Platinum-based chemotherapy distribution within a tumor may predict ovarian cancer treatment resistance
A team of researchers from Japan has discovered that the distribution of platinum within a tumor following platinum-based chemotherapy treatment of ovarian cancer may predict whether the tumor will be resistant to further treatment. The research could offer ways to manage treatment for women whose tumors may be resistant to further platinum-based chemotherapy.
One of the biggest problems with treating ovarian cancer is completely removing the cancer surgically. To facilitate easier surgical removal, patients are given platinum-based chemotherapy drugs early in treatment to shrink the tumor. These drugs introduce platinum into the DNA of the cancer cells making up the tumor, which makes the DNA difficult to read and causes the cells to die.
However, if the tumor is not completely removed, it takes advantage of the body’s weakened immunity and comes back, often growing faster than before.
Because the tumor has experienced the treatment before, it develops increased resistance to it, in the same manner that bacteria can become resistant to antibiotics. Repeated exposure leads to 80% of women developing ovarian cancer tumors that are resistant to further treatment. Therefore, a technique that would allow doctors to tell if the patient will develop resistance to these commonly used drugs would make this process a lot more effective.
A team of researchers led by Professor Hiroaki Kajiyama, Assistant Professor Nobuhisa Yoshikawa, and graduate student Kaname Uno of the Nagoya University Graduate School of Medicine reported that the answer to this problem lies in the distribution of platinum in the tumor after treatment. Their findings were published in Scientific Reports.

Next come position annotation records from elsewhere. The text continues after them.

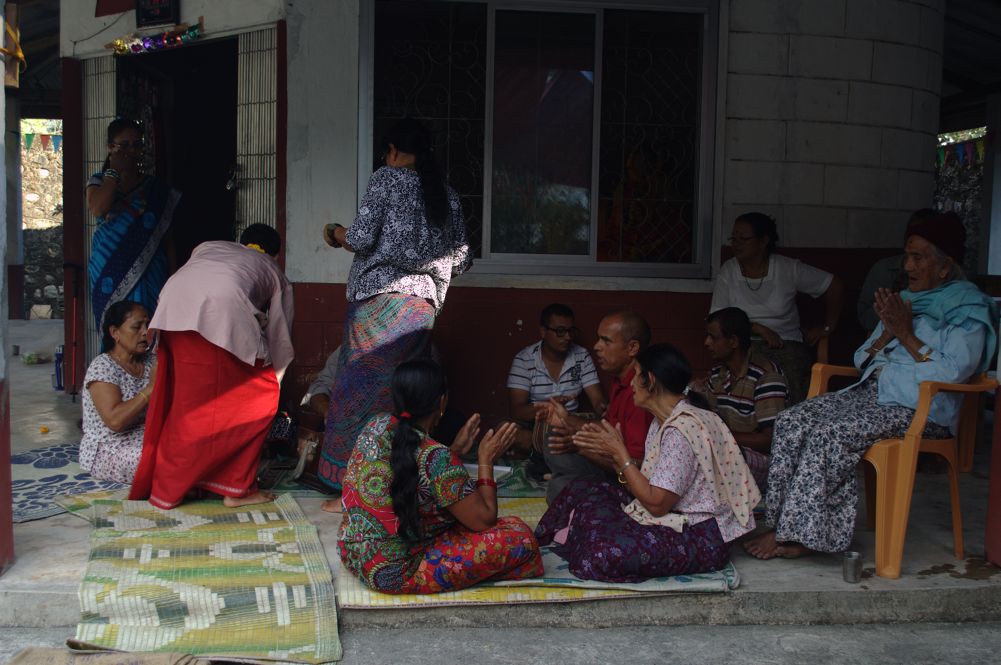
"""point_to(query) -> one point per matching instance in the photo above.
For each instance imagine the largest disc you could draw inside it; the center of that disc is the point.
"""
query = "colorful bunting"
(134, 44)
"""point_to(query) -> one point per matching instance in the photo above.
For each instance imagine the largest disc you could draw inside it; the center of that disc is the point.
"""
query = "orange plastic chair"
(895, 461)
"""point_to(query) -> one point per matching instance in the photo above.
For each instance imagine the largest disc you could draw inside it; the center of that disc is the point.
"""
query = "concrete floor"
(904, 644)
(39, 590)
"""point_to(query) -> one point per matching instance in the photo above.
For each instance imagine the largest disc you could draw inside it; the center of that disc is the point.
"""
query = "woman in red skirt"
(224, 341)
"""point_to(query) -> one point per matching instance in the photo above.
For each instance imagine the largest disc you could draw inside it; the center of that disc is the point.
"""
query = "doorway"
(186, 99)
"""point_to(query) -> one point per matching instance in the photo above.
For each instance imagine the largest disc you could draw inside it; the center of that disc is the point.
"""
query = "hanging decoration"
(46, 139)
(959, 183)
(135, 44)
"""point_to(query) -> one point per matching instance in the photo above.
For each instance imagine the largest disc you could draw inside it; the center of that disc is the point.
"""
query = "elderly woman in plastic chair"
(940, 328)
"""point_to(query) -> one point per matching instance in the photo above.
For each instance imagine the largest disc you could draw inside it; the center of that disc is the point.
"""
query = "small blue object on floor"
(40, 475)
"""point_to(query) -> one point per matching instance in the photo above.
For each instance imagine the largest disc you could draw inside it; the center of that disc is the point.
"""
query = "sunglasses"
(126, 145)
(562, 331)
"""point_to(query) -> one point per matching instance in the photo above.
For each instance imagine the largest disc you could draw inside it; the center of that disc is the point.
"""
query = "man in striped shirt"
(552, 367)
(747, 390)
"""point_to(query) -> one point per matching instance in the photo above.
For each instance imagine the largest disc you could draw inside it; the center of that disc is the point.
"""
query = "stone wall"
(832, 111)
(42, 236)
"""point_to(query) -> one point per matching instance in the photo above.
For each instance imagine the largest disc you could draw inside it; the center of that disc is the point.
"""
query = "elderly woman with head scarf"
(224, 341)
(940, 328)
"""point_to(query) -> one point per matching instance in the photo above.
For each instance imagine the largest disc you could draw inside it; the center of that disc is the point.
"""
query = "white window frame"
(705, 203)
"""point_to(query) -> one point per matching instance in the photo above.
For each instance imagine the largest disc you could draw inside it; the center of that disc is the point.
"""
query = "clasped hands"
(896, 314)
(600, 442)
(493, 444)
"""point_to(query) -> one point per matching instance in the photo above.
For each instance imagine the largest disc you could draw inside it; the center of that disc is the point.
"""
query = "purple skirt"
(606, 544)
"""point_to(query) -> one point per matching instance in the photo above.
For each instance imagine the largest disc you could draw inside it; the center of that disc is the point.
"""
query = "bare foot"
(792, 550)
(258, 497)
(332, 506)
(766, 546)
(763, 546)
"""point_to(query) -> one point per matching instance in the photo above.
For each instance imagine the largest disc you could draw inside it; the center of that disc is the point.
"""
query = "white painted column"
(832, 113)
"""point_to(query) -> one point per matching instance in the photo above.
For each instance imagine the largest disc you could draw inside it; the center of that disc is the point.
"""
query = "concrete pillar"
(6, 500)
(992, 188)
(14, 254)
(832, 112)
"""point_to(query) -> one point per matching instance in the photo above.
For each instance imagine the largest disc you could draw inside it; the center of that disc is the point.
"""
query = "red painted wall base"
(480, 329)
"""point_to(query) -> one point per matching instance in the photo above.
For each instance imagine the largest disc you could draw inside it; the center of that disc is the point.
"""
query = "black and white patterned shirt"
(395, 248)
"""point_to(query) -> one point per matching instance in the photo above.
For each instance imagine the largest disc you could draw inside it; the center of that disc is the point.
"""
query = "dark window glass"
(544, 94)
(430, 64)
(651, 86)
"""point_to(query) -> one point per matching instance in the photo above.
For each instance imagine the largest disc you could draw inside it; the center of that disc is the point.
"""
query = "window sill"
(481, 278)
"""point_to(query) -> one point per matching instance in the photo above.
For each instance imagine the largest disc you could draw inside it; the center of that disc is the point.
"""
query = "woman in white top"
(118, 385)
(764, 284)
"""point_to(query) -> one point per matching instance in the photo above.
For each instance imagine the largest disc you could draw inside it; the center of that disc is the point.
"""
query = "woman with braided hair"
(408, 240)
(414, 522)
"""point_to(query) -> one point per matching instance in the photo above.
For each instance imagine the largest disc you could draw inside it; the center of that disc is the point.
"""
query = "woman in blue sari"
(941, 327)
(128, 257)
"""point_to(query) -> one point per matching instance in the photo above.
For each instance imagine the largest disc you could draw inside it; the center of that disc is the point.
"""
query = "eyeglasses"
(563, 330)
(125, 145)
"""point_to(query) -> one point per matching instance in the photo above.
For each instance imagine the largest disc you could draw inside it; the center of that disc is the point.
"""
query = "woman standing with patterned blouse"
(408, 240)
(413, 520)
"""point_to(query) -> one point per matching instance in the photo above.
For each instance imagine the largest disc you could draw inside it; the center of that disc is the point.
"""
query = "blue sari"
(127, 261)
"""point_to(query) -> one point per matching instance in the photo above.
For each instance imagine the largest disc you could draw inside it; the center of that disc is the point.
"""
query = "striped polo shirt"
(751, 402)
(529, 373)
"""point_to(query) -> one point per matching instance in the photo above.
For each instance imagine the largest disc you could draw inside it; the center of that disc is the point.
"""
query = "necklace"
(130, 366)
(761, 279)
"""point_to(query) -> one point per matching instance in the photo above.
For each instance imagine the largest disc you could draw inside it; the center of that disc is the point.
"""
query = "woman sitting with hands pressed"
(678, 513)
(413, 520)
(118, 384)
(940, 328)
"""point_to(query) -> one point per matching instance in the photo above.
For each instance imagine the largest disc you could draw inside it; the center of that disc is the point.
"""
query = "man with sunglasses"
(554, 367)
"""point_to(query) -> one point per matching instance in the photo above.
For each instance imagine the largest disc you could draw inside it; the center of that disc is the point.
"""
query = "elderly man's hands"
(895, 312)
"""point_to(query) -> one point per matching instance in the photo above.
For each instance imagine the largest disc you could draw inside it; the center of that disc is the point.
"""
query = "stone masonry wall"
(41, 214)
(832, 112)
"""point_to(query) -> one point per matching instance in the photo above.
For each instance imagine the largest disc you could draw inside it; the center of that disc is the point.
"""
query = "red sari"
(207, 419)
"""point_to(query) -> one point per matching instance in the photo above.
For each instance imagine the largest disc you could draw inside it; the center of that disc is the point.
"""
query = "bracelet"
(333, 238)
(622, 478)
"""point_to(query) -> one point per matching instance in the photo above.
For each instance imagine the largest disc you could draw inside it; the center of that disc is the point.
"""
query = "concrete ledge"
(736, 609)
(37, 609)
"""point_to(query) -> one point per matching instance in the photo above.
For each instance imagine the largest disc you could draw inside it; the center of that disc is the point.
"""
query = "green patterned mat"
(248, 583)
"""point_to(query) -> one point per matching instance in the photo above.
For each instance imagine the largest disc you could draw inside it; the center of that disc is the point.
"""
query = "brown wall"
(477, 333)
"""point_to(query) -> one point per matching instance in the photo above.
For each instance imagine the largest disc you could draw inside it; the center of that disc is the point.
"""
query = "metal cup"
(851, 569)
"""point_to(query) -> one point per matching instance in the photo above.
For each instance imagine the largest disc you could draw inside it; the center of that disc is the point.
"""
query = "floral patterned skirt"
(816, 446)
(604, 543)
(455, 559)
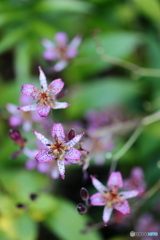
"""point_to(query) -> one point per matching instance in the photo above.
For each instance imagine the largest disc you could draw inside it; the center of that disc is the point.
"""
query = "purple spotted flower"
(46, 99)
(59, 150)
(60, 50)
(136, 180)
(18, 118)
(110, 197)
(49, 168)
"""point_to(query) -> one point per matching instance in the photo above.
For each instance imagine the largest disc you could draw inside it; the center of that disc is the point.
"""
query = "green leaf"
(11, 38)
(43, 206)
(66, 223)
(22, 183)
(119, 45)
(150, 8)
(100, 93)
(23, 61)
(67, 6)
(3, 236)
(26, 228)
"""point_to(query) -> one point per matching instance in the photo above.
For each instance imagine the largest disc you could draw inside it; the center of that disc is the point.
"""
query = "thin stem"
(125, 148)
(144, 122)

The team looked at the amount of platinum in both the tumor itself and in its stroma, which is the part of the tumor that supplies cancer cells with nutrition and gets rid of waste products. They found that there were two basic types of platinum distribution: one where the platinum was evenly distributed throughout both the tumor itself and the stroma, and one where the platinum was mostly in the stroma.
The difference was staggering: only one of the 11 patients with an even distribution of platinum died in the three years after diagnosis, whereas half of 16 patients with most of the platinum in the stroma were dead within three years. In addition, the patients with tumors that showed an even distribution of platinum were also less likely to develop a tumor that was resistant to further treatment.
“We showed that there were two different patterns of platinum distribution within the tumor tissue. The difference in the distribution was shown to be significantly correlated with prognosis, suggesting that it is possible to discriminate between platinum-resistant and platinum-sensitive tumors before they recur,” explains Kajiyama. “Using this method, early diagnosis of platinum resistance and selection of appropriate postoperative anticancer therapy for patients as well as a new ovarian cancer treatment strategy are possibilities.”
Predicting whether a tumor will become resistant to platinum-based drugs would solve one of the major difficulties in successfully treating ovarian cancer. A future where doctors can modify chemotherapy for patients most at risk of resistance will improve their chances of surviving and make sure that the most effective treatment is given.